French lawmakers are set to vote on a no-confidence motion that could lead to the ousting of Prime Minister Michel Barnier's government. The motion follows Barnier's attempt to push through a budget for 2025, which aims to address France's significant budget deficit and align with EU rules.
The proposed budget includes €60 billion in tax hikes and spending cuts to reduce the deficit to 5% next year. However, some measures, like delaying pension increases, have faced opposition from various parties.
Barnier's use of a constitutional mechanism to pass the budget without a legislative vote triggered the no-confidence motions. Lawmakers from the left and far-right parties have joined forces to challenge his government.
If the no-confidence vote succeeds, it would create political turmoil in France, with Barnier becoming the shortest-serving prime minister in history. The country's political landscape is fragmented, making it challenging to form a stable government.

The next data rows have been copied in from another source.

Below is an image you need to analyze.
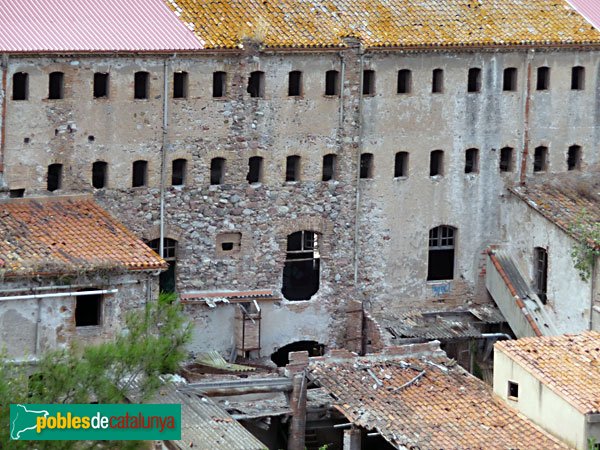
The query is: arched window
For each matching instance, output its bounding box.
[147,238,178,293]
[92,161,108,189]
[427,226,456,281]
[282,231,320,301]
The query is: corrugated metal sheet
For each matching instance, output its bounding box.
[568,0,600,30]
[0,0,203,52]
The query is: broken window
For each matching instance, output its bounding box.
[536,66,550,91]
[325,70,339,96]
[394,152,408,177]
[134,71,149,99]
[430,150,444,176]
[9,189,24,198]
[172,158,187,186]
[288,70,302,96]
[468,68,481,93]
[427,226,455,281]
[432,69,443,93]
[173,71,188,98]
[210,157,226,185]
[572,66,585,90]
[92,161,108,189]
[534,247,548,304]
[360,153,373,179]
[75,293,102,327]
[48,72,64,99]
[465,148,479,174]
[286,155,300,182]
[147,238,178,293]
[282,231,320,301]
[247,156,263,184]
[322,154,336,181]
[216,232,242,256]
[363,70,375,95]
[533,146,548,172]
[247,71,264,98]
[93,72,109,98]
[508,381,519,400]
[132,160,148,187]
[567,145,582,171]
[12,72,28,100]
[500,147,514,172]
[47,163,63,192]
[503,67,517,91]
[213,71,226,98]
[397,69,412,94]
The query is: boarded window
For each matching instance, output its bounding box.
[465,148,479,174]
[288,71,302,96]
[325,70,339,96]
[172,159,187,186]
[503,68,517,91]
[247,71,264,98]
[247,156,263,183]
[394,152,408,177]
[282,231,320,301]
[430,150,444,176]
[47,163,63,192]
[210,157,226,185]
[432,69,443,93]
[363,70,375,95]
[534,247,548,304]
[427,226,455,281]
[536,67,550,91]
[468,68,481,93]
[533,146,548,172]
[12,72,28,100]
[322,154,336,181]
[75,294,102,327]
[500,147,513,172]
[147,238,178,293]
[132,160,147,187]
[286,155,300,182]
[567,145,581,171]
[93,72,109,98]
[134,71,149,99]
[173,71,188,98]
[92,161,108,189]
[572,66,585,90]
[397,69,412,94]
[360,153,373,179]
[213,71,226,98]
[48,72,64,99]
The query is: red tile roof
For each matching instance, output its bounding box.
[496,331,600,414]
[0,196,166,277]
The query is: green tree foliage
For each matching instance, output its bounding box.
[0,293,191,449]
[570,211,600,282]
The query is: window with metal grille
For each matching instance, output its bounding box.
[534,247,548,304]
[282,231,320,301]
[427,226,456,281]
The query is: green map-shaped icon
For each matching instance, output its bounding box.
[10,404,49,440]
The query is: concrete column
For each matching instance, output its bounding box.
[343,427,361,450]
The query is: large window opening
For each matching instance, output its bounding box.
[75,294,102,327]
[247,71,264,98]
[394,152,408,177]
[360,153,373,179]
[172,159,187,186]
[286,155,300,182]
[572,66,585,90]
[468,68,481,93]
[397,69,412,94]
[92,161,107,189]
[213,71,226,98]
[567,145,582,171]
[173,71,188,98]
[534,247,548,304]
[500,147,514,172]
[148,238,178,293]
[12,72,28,100]
[282,231,320,301]
[533,146,548,172]
[132,160,148,187]
[503,68,517,92]
[427,226,455,281]
[247,156,263,184]
[47,163,63,192]
[210,157,226,185]
[465,148,479,174]
[432,69,443,93]
[94,72,109,98]
[48,72,64,99]
[430,150,444,176]
[322,154,336,181]
[270,341,325,367]
[363,70,375,95]
[536,67,550,91]
[288,71,302,97]
[134,71,149,99]
[325,70,339,96]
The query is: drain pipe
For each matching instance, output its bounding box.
[338,53,345,130]
[0,289,118,302]
[1,53,8,179]
[590,257,597,331]
[34,298,41,355]
[159,56,171,259]
[519,49,534,185]
[353,49,365,287]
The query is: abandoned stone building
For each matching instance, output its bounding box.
[0,0,599,366]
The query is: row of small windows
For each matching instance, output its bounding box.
[10,65,586,101]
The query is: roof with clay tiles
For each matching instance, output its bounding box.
[0,196,166,277]
[495,331,600,414]
[166,0,600,49]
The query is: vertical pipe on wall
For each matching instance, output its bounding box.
[159,56,171,259]
[0,53,8,178]
[34,298,41,355]
[519,50,534,185]
[353,50,365,287]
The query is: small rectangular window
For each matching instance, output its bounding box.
[173,71,188,98]
[213,71,226,98]
[360,153,373,179]
[500,147,513,172]
[534,247,548,304]
[93,72,109,98]
[92,161,108,189]
[567,145,581,171]
[363,70,375,95]
[394,152,408,177]
[247,156,263,184]
[536,67,550,91]
[325,70,339,96]
[210,157,226,185]
[247,71,264,98]
[572,66,585,90]
[430,150,444,176]
[397,70,411,94]
[47,164,63,192]
[286,155,300,182]
[432,69,443,93]
[508,381,519,399]
[134,71,149,99]
[75,294,102,327]
[9,189,25,198]
[48,72,64,99]
[322,154,336,181]
[465,148,479,174]
[12,72,28,100]
[216,232,242,256]
[288,71,302,97]
[132,160,148,187]
[172,159,187,186]
[468,68,481,93]
[533,146,548,172]
[503,68,517,92]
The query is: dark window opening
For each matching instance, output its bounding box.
[173,71,188,98]
[282,231,320,301]
[572,66,585,90]
[288,71,302,96]
[286,155,300,182]
[213,71,226,98]
[247,71,264,98]
[48,72,64,100]
[533,146,548,172]
[325,70,339,96]
[394,152,408,177]
[147,238,177,293]
[503,67,517,91]
[567,145,581,171]
[360,153,373,179]
[12,72,28,100]
[270,341,325,367]
[134,71,149,99]
[9,189,24,198]
[92,161,107,189]
[363,70,375,95]
[216,233,242,256]
[210,157,226,185]
[75,294,102,327]
[534,247,548,304]
[508,381,519,399]
[247,156,263,183]
[47,164,63,192]
[322,154,336,181]
[536,67,550,91]
[468,68,481,93]
[88,135,95,142]
[432,69,443,93]
[430,150,444,176]
[500,147,514,172]
[397,69,412,94]
[24,137,30,144]
[132,160,148,187]
[427,226,455,281]
[222,242,233,251]
[172,158,187,186]
[465,148,479,174]
[93,72,109,98]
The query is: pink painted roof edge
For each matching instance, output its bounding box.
[567,0,600,31]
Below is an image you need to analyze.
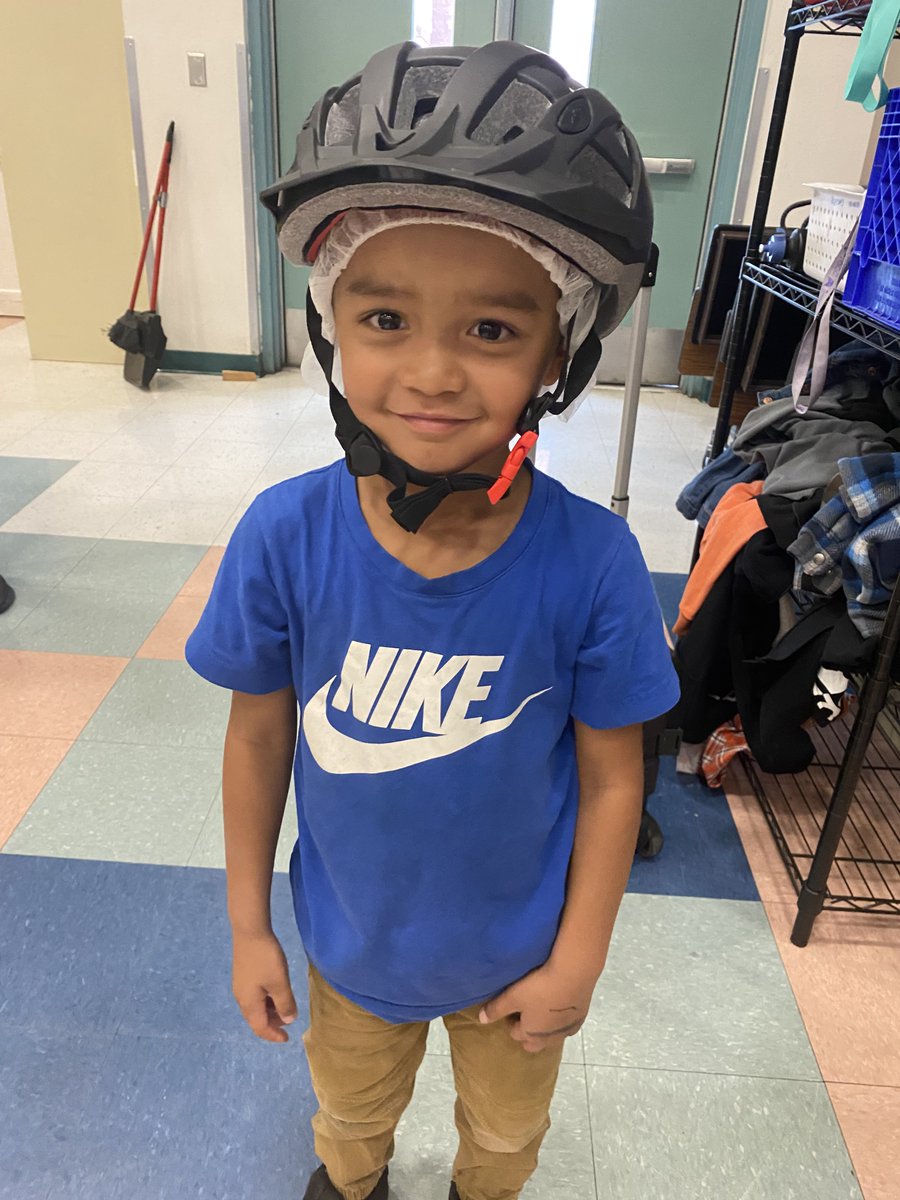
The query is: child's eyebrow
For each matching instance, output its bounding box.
[344,277,541,313]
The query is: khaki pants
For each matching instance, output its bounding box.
[303,963,564,1200]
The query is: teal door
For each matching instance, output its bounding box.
[514,0,744,383]
[272,0,745,379]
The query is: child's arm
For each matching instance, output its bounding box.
[479,720,643,1053]
[548,719,644,978]
[225,686,299,1042]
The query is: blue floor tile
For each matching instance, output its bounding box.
[1,1026,317,1200]
[629,758,759,901]
[0,1028,115,1200]
[0,854,317,1199]
[0,855,303,1038]
[650,570,687,629]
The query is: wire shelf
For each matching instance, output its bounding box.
[738,713,900,914]
[742,260,900,360]
[787,2,897,33]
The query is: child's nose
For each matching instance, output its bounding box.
[400,340,466,397]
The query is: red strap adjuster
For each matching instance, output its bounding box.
[487,431,538,505]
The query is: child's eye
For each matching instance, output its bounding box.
[471,320,513,343]
[364,311,405,332]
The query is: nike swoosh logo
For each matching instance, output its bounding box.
[302,677,549,775]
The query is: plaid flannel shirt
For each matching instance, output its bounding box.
[789,453,900,636]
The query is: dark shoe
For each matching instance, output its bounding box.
[0,575,14,615]
[303,1164,388,1200]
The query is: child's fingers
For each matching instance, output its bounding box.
[268,985,299,1027]
[242,992,288,1043]
[479,985,520,1025]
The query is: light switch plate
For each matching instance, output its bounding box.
[188,52,207,87]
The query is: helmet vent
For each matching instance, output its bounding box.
[325,84,360,146]
[412,96,439,127]
[469,79,551,145]
[570,146,632,204]
[393,65,457,128]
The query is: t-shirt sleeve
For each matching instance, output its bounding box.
[571,527,680,729]
[184,500,294,695]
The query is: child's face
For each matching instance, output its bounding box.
[331,223,565,477]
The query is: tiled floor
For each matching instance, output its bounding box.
[1,315,895,1198]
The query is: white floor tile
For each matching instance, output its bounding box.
[0,491,136,538]
[140,465,260,506]
[46,460,167,500]
[33,405,141,434]
[144,393,233,416]
[173,439,279,474]
[0,413,48,447]
[87,430,202,466]
[105,496,238,544]
[122,411,219,439]
[2,427,115,459]
[223,387,314,420]
[201,412,296,446]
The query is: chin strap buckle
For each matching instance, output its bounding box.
[487,431,539,505]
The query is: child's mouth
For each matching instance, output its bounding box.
[397,413,474,435]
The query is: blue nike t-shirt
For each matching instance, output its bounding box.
[186,459,679,1023]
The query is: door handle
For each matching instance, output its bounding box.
[643,157,696,176]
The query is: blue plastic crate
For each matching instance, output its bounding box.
[844,88,900,331]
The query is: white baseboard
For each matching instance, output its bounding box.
[0,288,24,317]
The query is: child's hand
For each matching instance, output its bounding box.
[231,929,299,1043]
[478,960,597,1054]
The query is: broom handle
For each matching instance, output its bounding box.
[149,123,175,312]
[129,122,174,312]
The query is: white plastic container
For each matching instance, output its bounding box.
[803,182,866,287]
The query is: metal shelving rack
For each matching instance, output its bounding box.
[710,0,900,946]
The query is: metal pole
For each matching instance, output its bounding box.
[494,0,516,40]
[791,578,900,946]
[611,245,658,519]
[708,24,803,462]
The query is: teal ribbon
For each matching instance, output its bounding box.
[845,0,900,112]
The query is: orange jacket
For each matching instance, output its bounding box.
[674,480,766,636]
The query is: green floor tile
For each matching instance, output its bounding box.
[0,530,97,588]
[79,659,231,748]
[3,742,222,865]
[0,456,77,524]
[61,539,205,596]
[188,786,298,875]
[0,585,173,655]
[582,894,821,1081]
[0,582,51,632]
[388,1059,596,1200]
[586,1067,861,1200]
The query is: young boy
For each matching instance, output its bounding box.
[186,41,679,1200]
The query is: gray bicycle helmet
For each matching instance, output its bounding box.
[260,40,653,532]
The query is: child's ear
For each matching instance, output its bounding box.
[541,335,566,386]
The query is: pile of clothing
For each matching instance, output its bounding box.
[671,343,900,782]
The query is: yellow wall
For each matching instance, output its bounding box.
[0,2,145,362]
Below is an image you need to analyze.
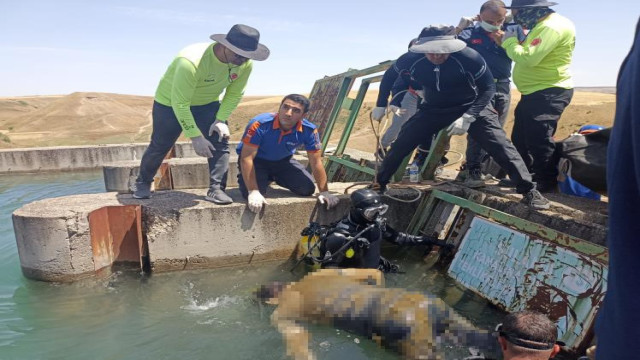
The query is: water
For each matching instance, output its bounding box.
[0,171,504,360]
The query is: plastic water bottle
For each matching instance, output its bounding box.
[409,162,420,183]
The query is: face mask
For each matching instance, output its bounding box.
[480,21,501,32]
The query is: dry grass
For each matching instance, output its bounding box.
[0,90,616,154]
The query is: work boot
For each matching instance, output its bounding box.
[463,168,486,188]
[132,181,152,199]
[205,188,233,205]
[367,182,386,194]
[520,189,550,210]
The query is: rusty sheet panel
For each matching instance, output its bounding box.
[448,217,607,351]
[307,75,349,136]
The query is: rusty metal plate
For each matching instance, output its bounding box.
[307,75,350,136]
[448,217,607,352]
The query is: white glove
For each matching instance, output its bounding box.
[317,191,339,209]
[415,90,425,99]
[446,114,475,136]
[191,135,215,158]
[372,107,386,122]
[247,190,267,213]
[209,119,230,139]
[388,105,406,117]
[457,16,476,30]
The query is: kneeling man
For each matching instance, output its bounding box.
[237,94,338,213]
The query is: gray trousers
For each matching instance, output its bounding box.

France's public finances have been strained, with government debt nearing 111% of GDP, the highest since World War II. The budget deficit is expected to reach 6.2% of GDP by year-end, well above the EU's 3% limit.
Global credit rating agencies have raised concerns about France's fiscal situation, warning of a possible downgrade if deficits are not addressed. The ongoing political crisis and economic challenges pose significant hurdles for the country's financial stability.